I see #thankyourianjohnson & #thankyoujjabrams are trending and it’s just folks relentlessly trying to destroy each other over something they claim they love. All 9 movies have flaws. None of them are perfect. They all have something goofy about them. New trilogy is no different pic.twitter.com/rbzpOMDpIY
— Microsoft Sam, Apparently (@willinglygrump) December 24, 2019
#thankyoujjabrams #thankyourianjohnson for some of the most enjoyable movies, people can't always be pleased but you did amazing with what you could do and honestly as a fan it's all I could ask for. ♥️ pic.twitter.com/OzWzvmhtWn
— NoahDaGreat (@NoahdaAmazing) December 24, 2019
Thank you to everyone involved in the Sequel Trilogy for giving us these amazing characters and new stories that we can cherish for generations to come ❤ pic.twitter.com/maBxwtw8YQ
— Star Wars Stuff (@starwarstuff) December 24, 2019
In response to the outpouring of both love and hate online, fans of Johnson and The Last Jedi focused their energy in an altruistic direction. According to one user, the fandom came together to “raise the annual budget for AITAF in honor of Ben Solo and spearhead a wave of love and appreciation for Rian Johnson and TLJ.”

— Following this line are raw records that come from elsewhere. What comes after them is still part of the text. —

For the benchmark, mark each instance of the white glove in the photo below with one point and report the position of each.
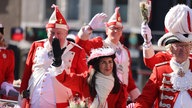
(97, 21)
(146, 32)
(7, 86)
(131, 105)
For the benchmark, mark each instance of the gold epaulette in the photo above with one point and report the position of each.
(160, 64)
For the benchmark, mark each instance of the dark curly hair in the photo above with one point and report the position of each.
(92, 78)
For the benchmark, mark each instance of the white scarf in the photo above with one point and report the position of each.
(181, 83)
(104, 85)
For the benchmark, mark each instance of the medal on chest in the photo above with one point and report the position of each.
(181, 73)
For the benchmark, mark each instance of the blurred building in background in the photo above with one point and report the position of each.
(32, 15)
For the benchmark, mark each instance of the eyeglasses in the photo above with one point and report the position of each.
(115, 28)
(181, 45)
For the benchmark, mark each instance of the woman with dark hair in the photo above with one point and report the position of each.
(100, 83)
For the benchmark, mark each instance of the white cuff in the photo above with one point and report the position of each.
(54, 71)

AITAF, or Arts in the Armed Forces, is a charity started by Adam Driver—who plays Kylo Ren/Ben Solo in the films—and his wife, Joanne Tucker.

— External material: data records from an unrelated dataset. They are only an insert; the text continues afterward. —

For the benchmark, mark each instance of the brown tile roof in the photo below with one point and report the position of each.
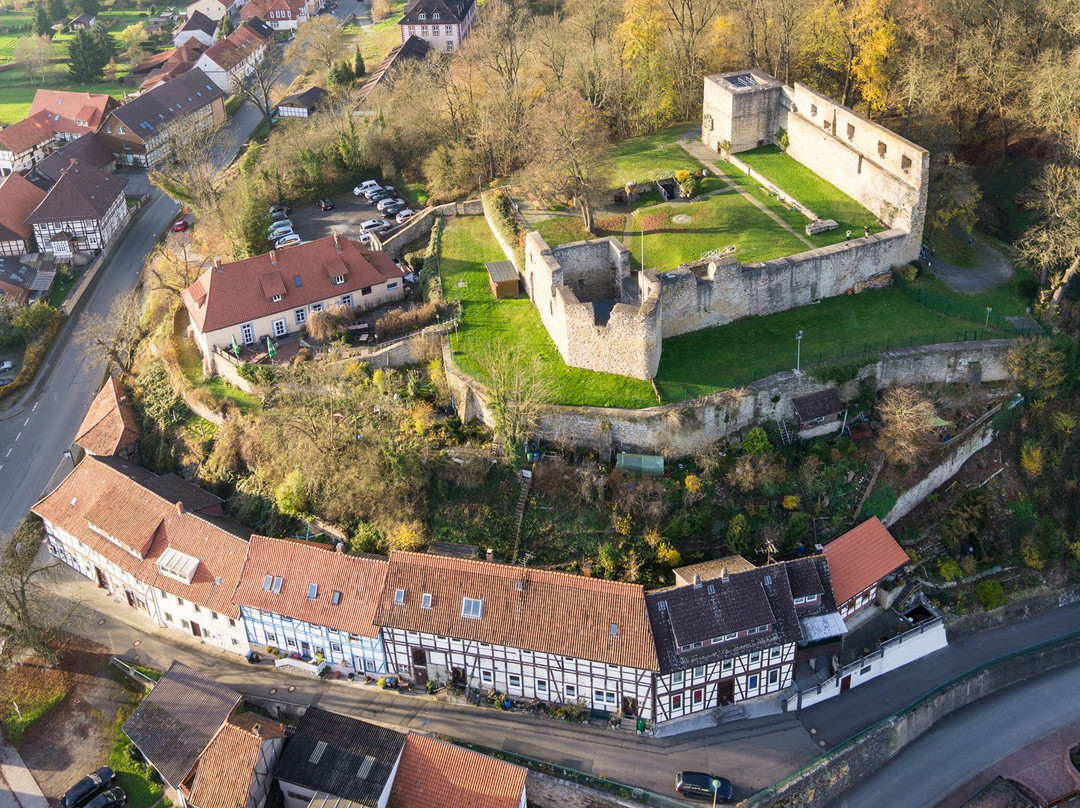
(109, 427)
(65, 109)
(223, 775)
(82, 192)
(435, 772)
(354, 581)
(18, 197)
(113, 508)
(233, 293)
(861, 557)
(536, 609)
(26, 134)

I love that this fandom’s reaction to crushing disappointment was to raise the annual budget for AITAF in honor of Ben Solo and spearhead a wave of love and appreciation for Rian Johnson and TLJ.
— the bri’s knees (@thereylovoid) December 24, 2019
We are speechless. Your generosity will go a long way in 2020! https://t.co/6Tx88kFVoN
— Arts in the Armed Forces (@AITAF) December 22, 2019
The charity’s mission, as stated on its website, is to “use the powerful shared experience of the arts to start conversations between military and civilian, service member and family member, the world of the arts and the world of practical action.” The GoFundMe page for AITAF has raised more than $40,000 as of Tuesday afternoon.